When she said this morning that 'Nigel Farage will one day make a magnificent Prime Minister', it might have sent a shiver down the spine of many. But few laughed. Imagine a Tory victor saying the same thing about Kemi Badenoch. They'd be stifling their giggles, I fear. And I'm saying that as a fan.
In July 2022, when the Tory party turned against Boris Johnson, Jenkyns said they would come to regret this 'just like they did with Thatcher'.
Don't they just. The Tories continue to pay for the rise for the 44 wretched days of Liz Truss in power, even if Jenkyns supported her.
But Jenkyns wasn't going to hang around and go down with the ship. After the calamitous general election, she knew full well that the realignment in British politics was firmly under way and that it wasn't any longer Left versus Right, but to use David Goodhart's words, 'somewheres versus anywheres'. You can't be both.
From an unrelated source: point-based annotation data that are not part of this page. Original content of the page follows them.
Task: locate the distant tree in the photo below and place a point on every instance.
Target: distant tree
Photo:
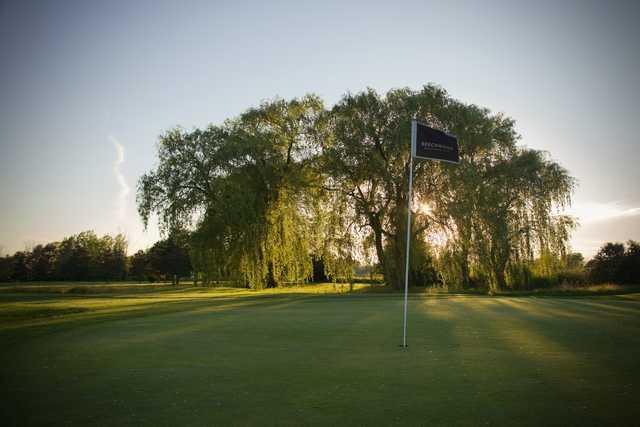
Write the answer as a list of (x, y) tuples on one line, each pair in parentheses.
[(42, 261), (574, 260), (169, 258), (20, 269), (138, 266), (631, 263), (6, 269), (607, 264)]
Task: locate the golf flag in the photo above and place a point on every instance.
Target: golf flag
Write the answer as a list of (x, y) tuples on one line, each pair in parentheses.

And if you try to be both, you end up doing the splits. Only Boris, among the Tories, has the political agility to pull that one off.
That explains as much as anything why the Tories' poll rating, which shot down to the low 20s under Truss, hasn't budged. And it's why Labour under the hapless Keir Starmer is following the Tories off a cliff.
Today was always going to be great for Reform, a deserved bloody nose for Starmer and diabolical for the Tories – who remain condemned to the nation's naughty step. It might also be the final death knell, a middle finger even, to the two-party system.